A group of rag-tag paranormal investigators get more than they bargain for when they research an old local urban legend for a disturbed local girl.
Ever find yourself thinking about what people in the future will think of the films we leave behind?
I mean, I’m a big fan of craptastic cinema from the 50s through the 80s. I love the look of the film grain, the awkwardness of regional films, the cheesiness of the fashions and hairstyles, even the wear and tear on the old prints of the films. They are familiar to me; I find comfort in the images.
In the future, what films made now will be seen as bad but fun, crappy but entertaining?
I would like to offer “Ghost Witch” as a potential contender for a future craptastic delight in 25 to 30 years.
The film starts with a pool party being thrown by a snot of a human. Our “hero”, Zeke (Chase Steven Anderson), is made the butt of a prank and is dumped into the pool by the obnoxious host. The jerk’s sister rescues Zeke. Next thing you know, our hero and Mattie (Mandy Christine Kerr) are sharing their mutual interest in the supernatural.
Mattie tells about a house her father owns that has a reputation for being haunted. Zeke jumps at the chance to win her over by inviting his friends and their dog, Scooby, to investigate the possible ghostly activity. I was joking about Scooby. Zeke is pretty much the Scooby of this group of ghost hunters.
You can pretty much write the rest of the film from that point. Weird things. Spooky old guy who warns of danger. Possessions. Blood. Actors pretty much running in circles. A ghost. Bad things happen.
This kind of film is cheap as hell to make. In fact, “Ghost Witch” boasts a budget of $10,000. While that isn’t chump change, it is a crazy low budget for a film. Between ghost hunting flicks and found-footage films, the direct-to-digital formats will have enough films to flood the market, much like low-budget slashers and disaster and rubber-suited-monster movies in the past.
From this heap of cinematic fodder, maybe “Ghost Witch” will find some fans in the future as it has a few factors working in its favor.
The movie is all over the place as far as tone. One scene is apparently played for cheap humor; the next is just awkward; and the following scene is dark in tone and violent. The bad thing is it becomes hard to tell if this is planned or just a case of it just being poorly put together. Personally, I don’t see some grand scheme to be meta going on here, so I’m thinking is purely by accident. The inconsistent tone definitely provides a few chuckles.
The actors are functional, in general. No one is openly horrible, but the performances sometimes come across as forced or hokey. And a lot of interactions between the actors almost give you the impression that they all know each other and are doing this as some kind of glorified demo reel. Actually, if you look up the main cast, you will find a lot of them have worked with each other.
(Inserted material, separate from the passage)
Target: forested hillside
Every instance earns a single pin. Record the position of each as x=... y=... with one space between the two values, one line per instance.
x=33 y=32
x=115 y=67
In the end, you kinda like the cast because most of them don’t seem to take the film any more seriously than you should.
Admittedly, you don’t get anything as straight up pathetic, like bats dangling from visible strings or crew members appearing in the background. And the special effects are capably handled even though there precious few of them throughout the film.
On the downside, the whole film feels about 10 minutes too long. Scenes move slowly due to poor pacing, and other scenes feel tacked on just so a certain event can take place. Occasionally, you might get the feeling the material already covered is given too much additional attention in later scenes. With a nip and tuck here and there, “Ghost Witch” would move smoother and not allow you time to wonder if your watch has stopped.
On a side note, I would like to be a totally incorrect male and say that the main female actresses in the film helped keep the entertainment factor up. Mandi Christine Kerr is probably one of the better-known members of the cast with roles in a few more high-profile roles to her name. Still, she is lovely and plays her character with a sweetness that doesn’t make you gag. Christina Pykles plays the somewhat bitchy Kylie. She has a nice smoldering quality that makes her both sexy and slightly annoying at the same time. And Jessie Bockenek plays Ellie, a lady with Goth-like dress. It doesn’t feel like she gets enough screen time, but she manages to make her character seem loyal and likeable.
“Ghost Witch” is not a good movie, to be honest, but it is a film that is enjoyable in a weird way. In fact, it works almost like a video of a fireplace fire: It’s fine to show on your television, but don’t look too deep.